Application Failover Did Not Include All of the Customer’s Applications
The customer replicates data in a uni-directional Active / Passive Post-Disaster Recovery configuration using two HPE NonStop systems.
Every few months, the customer does failover testing. This architecture requires the customer to manually failover all of the required applications and switch replication in the opposite direction.
For some reason, one of the customer’s applications was not properly configured to failover and process transactions in the reverse direction.
Fixing Data Corruption
Upon further investigation and troubleshooting, when the application was running on the failover node, the customer noticed records changing on the old Production database. The data applied to the old Production database needed to be reapplied to the new Production database (on the failover node). In other words, the two nodes had switched roles, and one of the applications was pointing to the wrong database!

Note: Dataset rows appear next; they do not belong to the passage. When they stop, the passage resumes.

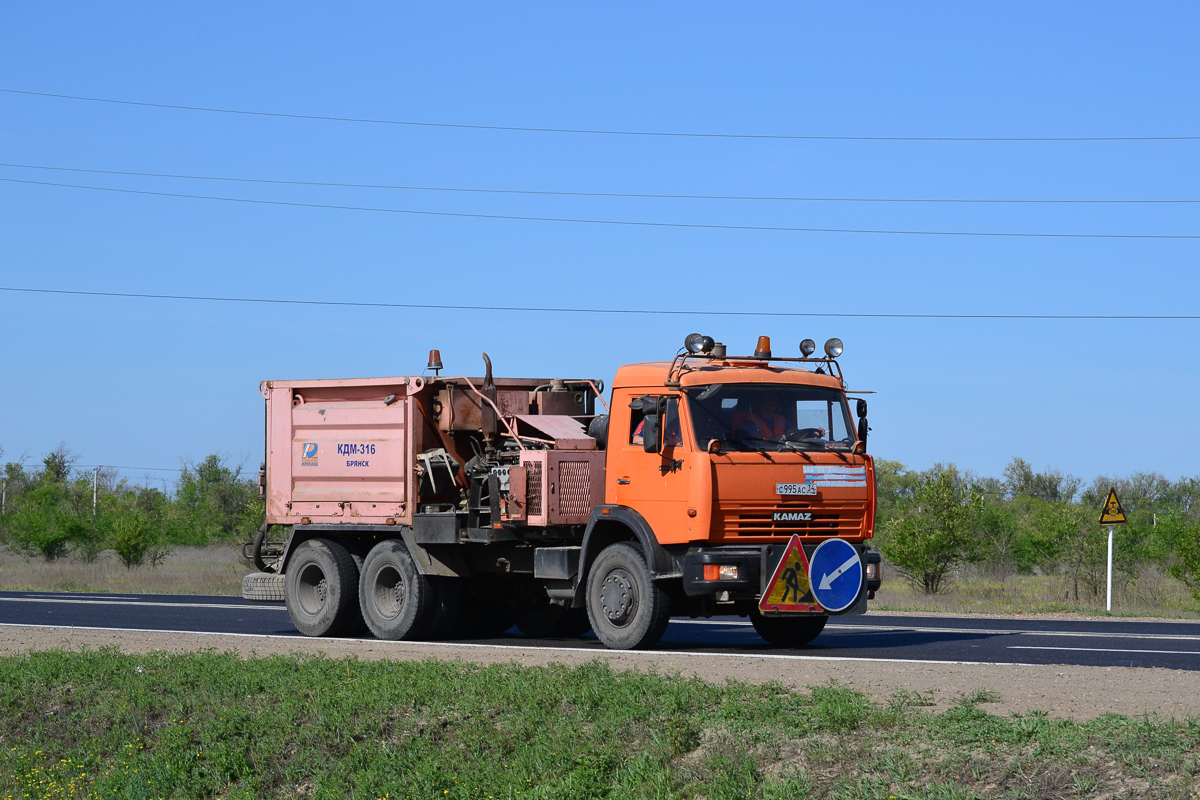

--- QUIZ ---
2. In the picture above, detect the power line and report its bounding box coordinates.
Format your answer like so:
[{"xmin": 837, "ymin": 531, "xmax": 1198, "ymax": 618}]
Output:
[
  {"xmin": 0, "ymin": 163, "xmax": 1200, "ymax": 205},
  {"xmin": 0, "ymin": 178, "xmax": 1200, "ymax": 240},
  {"xmin": 76, "ymin": 464, "xmax": 179, "ymax": 473},
  {"xmin": 0, "ymin": 89, "xmax": 1200, "ymax": 142},
  {"xmin": 0, "ymin": 287, "xmax": 1200, "ymax": 320}
]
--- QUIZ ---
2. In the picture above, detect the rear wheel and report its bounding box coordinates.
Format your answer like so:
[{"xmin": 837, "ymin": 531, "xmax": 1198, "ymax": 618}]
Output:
[
  {"xmin": 284, "ymin": 539, "xmax": 359, "ymax": 636},
  {"xmin": 587, "ymin": 542, "xmax": 671, "ymax": 650},
  {"xmin": 750, "ymin": 608, "xmax": 829, "ymax": 648},
  {"xmin": 359, "ymin": 539, "xmax": 446, "ymax": 640}
]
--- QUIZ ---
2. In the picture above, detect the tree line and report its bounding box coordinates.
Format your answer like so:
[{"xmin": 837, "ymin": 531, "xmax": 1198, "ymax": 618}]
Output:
[
  {"xmin": 875, "ymin": 458, "xmax": 1200, "ymax": 601},
  {"xmin": 0, "ymin": 446, "xmax": 1200, "ymax": 602},
  {"xmin": 0, "ymin": 446, "xmax": 263, "ymax": 567}
]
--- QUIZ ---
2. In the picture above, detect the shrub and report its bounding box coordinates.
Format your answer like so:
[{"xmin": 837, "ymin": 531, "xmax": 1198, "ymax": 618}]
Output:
[{"xmin": 882, "ymin": 469, "xmax": 983, "ymax": 595}]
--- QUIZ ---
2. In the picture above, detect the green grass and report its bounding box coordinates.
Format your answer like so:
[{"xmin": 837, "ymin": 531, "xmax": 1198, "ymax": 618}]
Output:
[
  {"xmin": 0, "ymin": 650, "xmax": 1200, "ymax": 800},
  {"xmin": 871, "ymin": 564, "xmax": 1200, "ymax": 619}
]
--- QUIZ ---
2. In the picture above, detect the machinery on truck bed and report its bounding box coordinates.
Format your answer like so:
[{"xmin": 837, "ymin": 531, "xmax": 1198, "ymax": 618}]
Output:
[{"xmin": 247, "ymin": 333, "xmax": 880, "ymax": 649}]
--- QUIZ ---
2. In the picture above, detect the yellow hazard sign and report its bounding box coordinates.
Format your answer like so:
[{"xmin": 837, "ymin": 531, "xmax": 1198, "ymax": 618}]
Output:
[
  {"xmin": 758, "ymin": 536, "xmax": 823, "ymax": 614},
  {"xmin": 1100, "ymin": 487, "xmax": 1129, "ymax": 525}
]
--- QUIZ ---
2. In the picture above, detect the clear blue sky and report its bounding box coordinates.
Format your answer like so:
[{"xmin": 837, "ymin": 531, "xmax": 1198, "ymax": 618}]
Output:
[{"xmin": 0, "ymin": 2, "xmax": 1200, "ymax": 479}]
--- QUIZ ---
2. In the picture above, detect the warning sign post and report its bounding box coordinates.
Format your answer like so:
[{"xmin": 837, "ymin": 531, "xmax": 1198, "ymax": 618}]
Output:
[{"xmin": 1099, "ymin": 486, "xmax": 1129, "ymax": 612}]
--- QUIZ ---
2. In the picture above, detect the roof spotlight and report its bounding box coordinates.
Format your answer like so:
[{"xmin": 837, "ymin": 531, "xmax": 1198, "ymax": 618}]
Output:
[{"xmin": 683, "ymin": 333, "xmax": 716, "ymax": 355}]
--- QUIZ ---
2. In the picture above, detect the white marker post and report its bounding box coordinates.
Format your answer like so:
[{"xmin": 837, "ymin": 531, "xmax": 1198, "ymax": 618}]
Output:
[{"xmin": 1106, "ymin": 525, "xmax": 1112, "ymax": 612}]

What Could Possibly Go Wrong?
The customer noticed and remediated this issue before serious data corruption occurred. They were lucky. Misconfigurations like this can happen in Active / Passive architectures and occur far more often than you may think.
Still, this use case highlights several important concepts:
The importance of Data Validation
— With frequent Shadowbase Compare runs, data discrepancies are flagged in a report, regardless of the source and target database polarities
The dangerous nature of Failover Faults
— Had the customer needed to failover to its backup, a portion of its data would be missing and have “disappeared” along with a “hung” application still making changes to the incorrect (former Production) database
The importance of Automated Failover and Recovery Detection
The customer utilized an Active / Passive replication architecture which requires a manual application switchover (reconnecting the app from \PROD -> \DR)
They did not have warnings enabled to flag when data was being changed “on the wrong database” (called Reverse Replication Cut-off in HPE Shadowbase)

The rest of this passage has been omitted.